如今,曹髦的命運發生了極大的改變,劉諶也是如此。
略微感慨了一番,張泊點開了另一張大合影。
這張大合影倒不像之前的全家福一般那麼有生活氣息,因爲這張合影中的大部分人都是中年人以及老年人。
雖然張泊大概猜到照片中會出現哪些人,但是要讓他一一認出,他還是做不到的。
因而,張泊直截了當地向一旁的張飛問道。
“翼德,這張合影又是?”
“店家,這張合影是我蜀漢一些大臣的合影,我左手邊這位,便是我蜀漢的衛將軍姜維。”
這人便是姜維!
張泊的目光望向合影中的那位已經兩鬢斑白的老者。
延熙十七年的姜維,已不再是當初被諸葛亮收服時的那位小將,而是已經成爲了蜀漢北伐的中流砥柱。
即使他從未見過先主劉備,但他還是爲了蜀漢的江山勞心勞力。
甚至在劉禪投降後,姜維依然還在試圖挽救這一切。
可惜,最終無力迴天。
不過,這一世,就不需要姜維如此勞心勞力了。
如果不出意外,姜維不久後就能夠見到建安十四年的劉備與諸葛亮了。
“在我右手邊的這位,是軍師之子諸葛瞻。”
諸葛瞻張泊也是很熟悉。
作爲蜀漢丞相諸葛亮之子,他被寄予厚望。
但是實際上,諸葛瞻的能力有限,而且,他還與諸葛亮的傳人姜維就是否北伐一事發生了嚴重的分歧。
不過,在蜀漢的最後關頭
身爲諸葛亮之子的諸葛瞻還是選擇了死戰到底,以身殉國。
“店家,還有......”
隨着張飛的一一介紹,張也發現了許多耳熟能詳的人物。
“對了,翼德,我有件事要與你說。”
再度灌下幾口酒的張飛擺了擺手道。
“店家儘管說便是。”
“李小娘子欲前往東漢末年一趟,去見曹操一面。”
張飛驀然虎目圓睜,看向身側的李清照。
“李小娘子,你要去見曹操?”
“是的,如準備將曹操面臨的局勢以及曹髦所面臨的問題告知曹操。
如果一些順利,曹操便會與玄德公達成和解,並前往嘉平六年。

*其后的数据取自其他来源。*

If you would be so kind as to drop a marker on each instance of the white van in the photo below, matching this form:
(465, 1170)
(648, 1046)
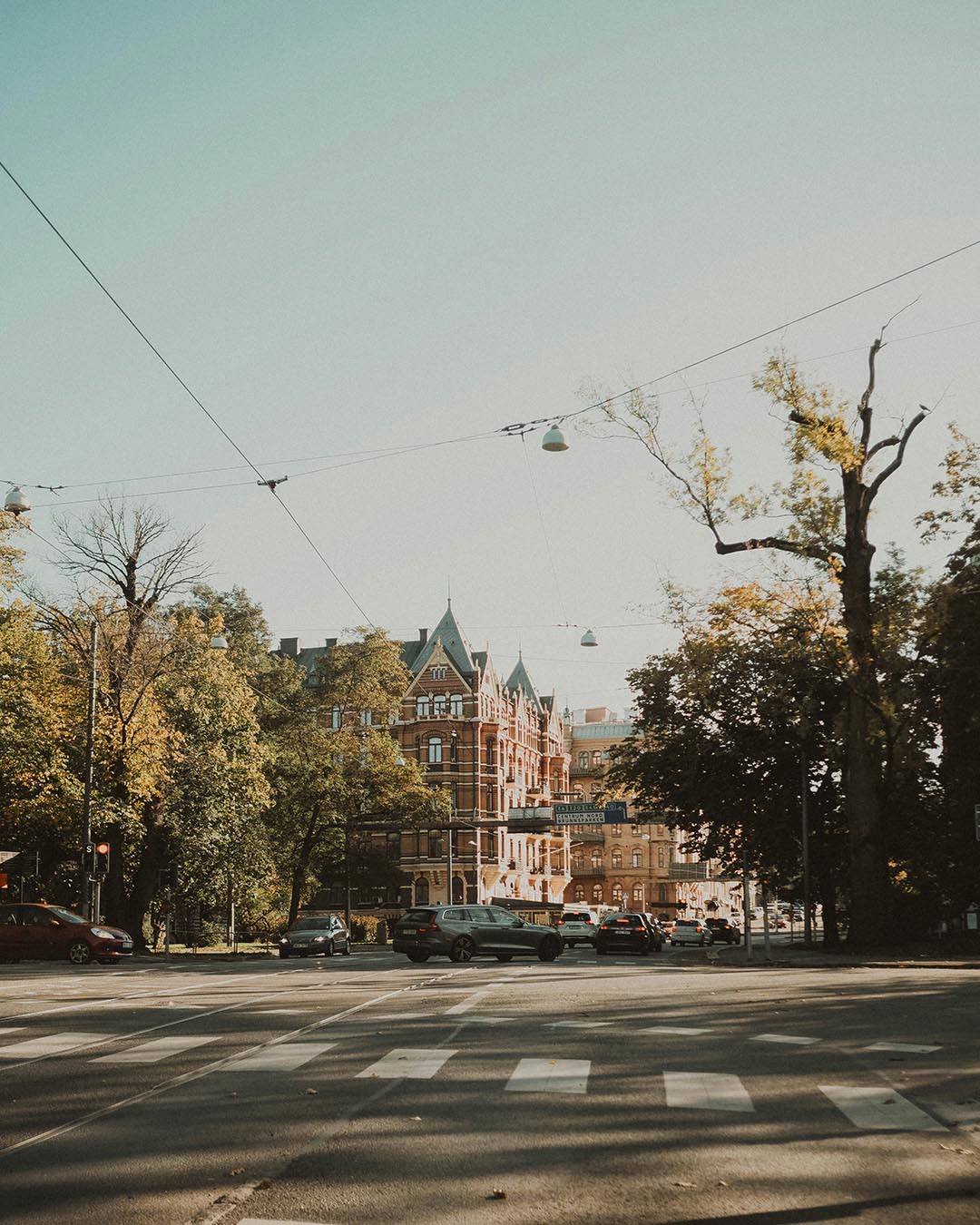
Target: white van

”
“這......曹操會相信嗎?要不我跟李小娘子你一同前往。”
張飛一臉擔心。
他對曹操可沒有什麼好感。
“翼德,你就別湊熱鬧了。
你想想,即使曹操不相信李小娘子的話,李小娘子轉瞬之間便可回到後世。
但是你如果跟着去了,那可就插翅難飛。”
朱高煦口中咀嚼着菜餚,含糊不清的說道。
"**......"
“關於李小娘子的安危,你就不需要擔心了,我和老三跟着李小娘子前往,勢必爲李小娘子保駕護航,情況不對,我們一起撤。”
“好吧。”
見朱高煦已經有完整的方案,張飛也就不再多言。
出奇的,張飛這次並未喝太多的酒。
因爲他還有重要的事情做。
午飯後,張飛踏上了返程的道路。
一炷香的時間後,張飛的身影出現在了建安十四年荊州牧府邸中的議事廳。
然後,他就看到了劉備與諸葛亮。
“翼德,你回來了!此行可否順利?”
見張飛回來,劉備迅速起身,來到張飛面前細細打量一番張飛。
他的這位三弟,前往三國時期將近三月,可把他擔心壞了。
面對着劉備的關心,張飛憨憨一笑說道。
“大哥,一切順利,此行我見到了延熙十七年的阿鬥以及我蜀漢的衆人,我還特意拍了一些視頻和照片回來。”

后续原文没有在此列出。